Alors qu'une seizième séquence de grève de deux jours à la SNCF a démarré dimanche, la réforme ferroviaire a été définitivement adoptée cette semaine au Parlement.

"Le gouvernement a fini sa part de la réforme", affirme la ministre. "Une nouvelle page s'ouvre avec la négociation collective au niveau de la branche ferroviaire entre les syndicats, l'UTP", le patronat du secteur, dont la première réunion s'est tenue vendredi.

Les syndicats en sont sortis divisés : la CGT Cheminots a dénoncé une "provocation" tandis que CFDT et Unsa ont vu des avancées.

Elisabeth Borne confie son "bon espoir qu'on aboutisse à un accord" avec la CFDT et l'Unsa "d'ici à fin 2019" car ces deux syndicats "ont obtenu du patronat des garanties en matière de protection sociale, de facilités de circulation ou de prise en compte de l'ancienneté dans le calcul des rémunérations".

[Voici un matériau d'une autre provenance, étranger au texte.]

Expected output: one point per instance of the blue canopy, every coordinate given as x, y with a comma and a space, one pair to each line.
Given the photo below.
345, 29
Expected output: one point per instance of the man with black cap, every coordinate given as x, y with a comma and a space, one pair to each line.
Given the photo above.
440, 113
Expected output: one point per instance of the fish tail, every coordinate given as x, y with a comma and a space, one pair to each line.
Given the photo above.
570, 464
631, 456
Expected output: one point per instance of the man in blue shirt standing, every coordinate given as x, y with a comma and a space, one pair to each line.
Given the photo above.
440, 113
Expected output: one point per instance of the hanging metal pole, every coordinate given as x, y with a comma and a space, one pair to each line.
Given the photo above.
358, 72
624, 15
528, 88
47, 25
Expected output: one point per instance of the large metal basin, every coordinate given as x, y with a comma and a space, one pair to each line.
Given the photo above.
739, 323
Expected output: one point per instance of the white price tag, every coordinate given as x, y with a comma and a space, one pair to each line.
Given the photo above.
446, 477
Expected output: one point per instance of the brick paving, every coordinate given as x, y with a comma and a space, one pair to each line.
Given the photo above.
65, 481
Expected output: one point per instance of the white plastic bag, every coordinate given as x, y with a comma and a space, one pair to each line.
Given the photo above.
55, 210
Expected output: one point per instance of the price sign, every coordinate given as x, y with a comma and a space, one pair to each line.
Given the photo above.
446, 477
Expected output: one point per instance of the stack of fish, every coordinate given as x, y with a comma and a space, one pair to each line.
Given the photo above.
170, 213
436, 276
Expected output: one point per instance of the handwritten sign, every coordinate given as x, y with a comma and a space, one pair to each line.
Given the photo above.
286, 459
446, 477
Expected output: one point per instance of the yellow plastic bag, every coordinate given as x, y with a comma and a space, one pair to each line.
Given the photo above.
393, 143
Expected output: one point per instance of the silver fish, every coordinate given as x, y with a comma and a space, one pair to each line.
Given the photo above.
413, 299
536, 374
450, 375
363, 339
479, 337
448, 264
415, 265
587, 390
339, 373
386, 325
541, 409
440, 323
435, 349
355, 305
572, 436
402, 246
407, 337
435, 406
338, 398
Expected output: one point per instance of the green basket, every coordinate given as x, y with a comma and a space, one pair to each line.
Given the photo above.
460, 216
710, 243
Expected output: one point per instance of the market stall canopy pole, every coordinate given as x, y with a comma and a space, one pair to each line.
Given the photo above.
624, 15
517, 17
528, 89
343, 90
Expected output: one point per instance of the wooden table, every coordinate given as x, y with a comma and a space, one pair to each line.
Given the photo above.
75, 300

Mais la CGT Cheminots et SUD Rail ont annoncé leur intention de continuer la grève en juillet. Pour Elisabeth Borne, "leur grève est une grève politique". Elle cible particulièrement la CGT Cheminots dont "le sens du combat (...) n'est pas la défense du service public, c'est une contestation du gouvernement".

"Il faut que SUD et la CGT sortent de cette posture. Après la semaine du bac, est-ce que l'objectif, c'est de perturber les vacances des Français ?", demande la ministre.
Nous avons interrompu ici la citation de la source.